Тогда ученик, которого любил Иисус, говорит Петру: это Господь. Симон же Петр, услышав, что это Господь, опоясался одеждою, – ибо он был наг, – и бросился в море;
А другие ученики приплыли в лодке, – ибо не далеко были от земли, локтей около двухсот, – таща сеть с рыбою.
Когда же вышли на землю, видят разложенный огонь и на нем лежащую рыбу и хлеб.
Иисус говорит им: принесите рыбы, которую вы теперь поймали.
Симон Петр пошел и вытащил на землю сеть, наполненную большими рыбами, которых было сто пятьдесят три; и при таком множестве не прорвалась сеть.
Иисус говорит им: придите, обедайте. Из учеников же никто не смел спросить Его: «кто Ты?», зная, что это Господь.
Иисус приходит, берет хлеб и дает им, также и рыбу.
Это уже в третий раз явился Иисус ученикам Своим по воскресении Своем из мертвых.
– …из мертвых…
Доченька моя уже спала.
И во сне она тихо, тихо сказала мне – или себе?.. или ночи?.. или сну своему светлому?.. кого она спросила, я уж и не знаю теперь…
– А… Бога как зовут?..
И я наклонился к ней низко, низко, так, что ее светлые, как соломка, заплетенные на ночь в толстые коски волосики, как колоски, защекотали мне щеку и шею, и тихо шепнул ей, найдя губами ее теплое, улиткой закрученное ушко, шепнул по слогам:
– И-сус.
Потом вдохнул неслышно и еще сказал:
– Хри-стос.
И поцеловал ее влажный, сонный лобик и пухлые, пахнущие овсянкой и вареньем и молоком и счастьем, вздернутые, как у зайца, – а зубки блестят, поблескивают внутренностью перламутровой перловицы, – еще живые губки.
Метель рисовала на оконном стекле щиты и копья, кресты и белые погребальные пелены.
Февраль шел. Мимо нашего дома.
А в апреле дочка моя, Анна, заболела менингитом и умерла в страшных муках, голова у нее разрывалась от дикой боли, криком кричала она; умерла в Страстную пятницу.
Дочку жена моя Верочка, овца безголовая, прости меня, Господи, и помилуй, нагуляла на обманчивом апрельском солнышке без шапки, простудила жестоко, все хохотала, голову свою крашеную, с обесцвеченными перекисью волосами стрижеными, нагло закидывая: пусть ветер и солнце ребенка целуют!
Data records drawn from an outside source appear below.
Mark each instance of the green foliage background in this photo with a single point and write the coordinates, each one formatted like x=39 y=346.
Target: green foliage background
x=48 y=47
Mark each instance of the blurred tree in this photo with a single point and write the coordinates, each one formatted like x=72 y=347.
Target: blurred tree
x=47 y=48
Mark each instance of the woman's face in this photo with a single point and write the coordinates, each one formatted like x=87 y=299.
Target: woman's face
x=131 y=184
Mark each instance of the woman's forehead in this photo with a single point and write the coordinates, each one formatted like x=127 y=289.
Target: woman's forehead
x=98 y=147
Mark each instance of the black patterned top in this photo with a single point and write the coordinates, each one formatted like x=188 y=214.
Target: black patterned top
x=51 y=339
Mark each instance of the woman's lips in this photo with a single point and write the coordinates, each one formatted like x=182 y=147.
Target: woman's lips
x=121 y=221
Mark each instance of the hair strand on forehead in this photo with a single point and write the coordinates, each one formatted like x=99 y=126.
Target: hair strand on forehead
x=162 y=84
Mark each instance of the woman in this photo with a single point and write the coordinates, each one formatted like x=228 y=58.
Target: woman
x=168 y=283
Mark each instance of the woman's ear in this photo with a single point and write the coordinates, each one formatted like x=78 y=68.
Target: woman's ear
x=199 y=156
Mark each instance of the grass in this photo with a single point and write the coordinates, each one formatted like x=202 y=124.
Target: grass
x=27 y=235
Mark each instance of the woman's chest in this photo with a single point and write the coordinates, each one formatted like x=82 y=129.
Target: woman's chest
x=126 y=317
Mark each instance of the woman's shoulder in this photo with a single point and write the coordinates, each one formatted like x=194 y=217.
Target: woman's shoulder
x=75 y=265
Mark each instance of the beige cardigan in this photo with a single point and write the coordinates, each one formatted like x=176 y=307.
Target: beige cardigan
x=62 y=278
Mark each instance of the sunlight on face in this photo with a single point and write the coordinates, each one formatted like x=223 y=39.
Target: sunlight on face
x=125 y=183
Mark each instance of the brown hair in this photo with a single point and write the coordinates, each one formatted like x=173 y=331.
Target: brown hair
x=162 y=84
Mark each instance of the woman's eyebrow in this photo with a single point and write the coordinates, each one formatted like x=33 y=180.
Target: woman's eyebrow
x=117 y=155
Пусть свободу чует! Пусть – закаляется!
Апрель был в тот год ветреный, холодный, хотя и солнечный. Солнце бесилось на небе, играло, каталось, как золотой безумный шар.
Я помню, как девочка держала меня за руку. Бредила. Как пить просила. Как умоляла больше никогда ей не делать уколов. Рука была страшно горячая. Страшная. Огненная. Головня, выдернутая из костра.
Они с матерью сначала лежали в больнице. Когда врачи развели руками: ничего не сможем больше сделать, ребенок умирает, – Верочка схватила Анночку на руки и прибежала с ней домой, босая.
Пока она сломя голову бежала домой с бредящей Анной на руках, она потеряла по дороге разношенные больничные тапки.
Анночку уложили в ее родную кроватку. Моя мать, ее бабушка, тихо выла в гостиной, поставив перед собой пустую бутылку. На дне бутылки еще ртутно серебрился глоток-другой водки, но мать моя была и так пьяна от горя и ужаса. Ребенок не впервые умирал на ее глазах – она сама, много рожавшая, потеряла сына, брата моего Алексея, что утонул, когда летом купался, и я смутно помнил, как орали-плакали дома, свечи жгли, зеркала черными тряпками закрывали; а еще потеряла младенца новорожденного, еще один братик был у меня, по ее рассказам, Владимиром назвали, и в недельном возрасте захворал он дифтеритом, эпидемия тогда в городе была, и – не спасли мальчонку.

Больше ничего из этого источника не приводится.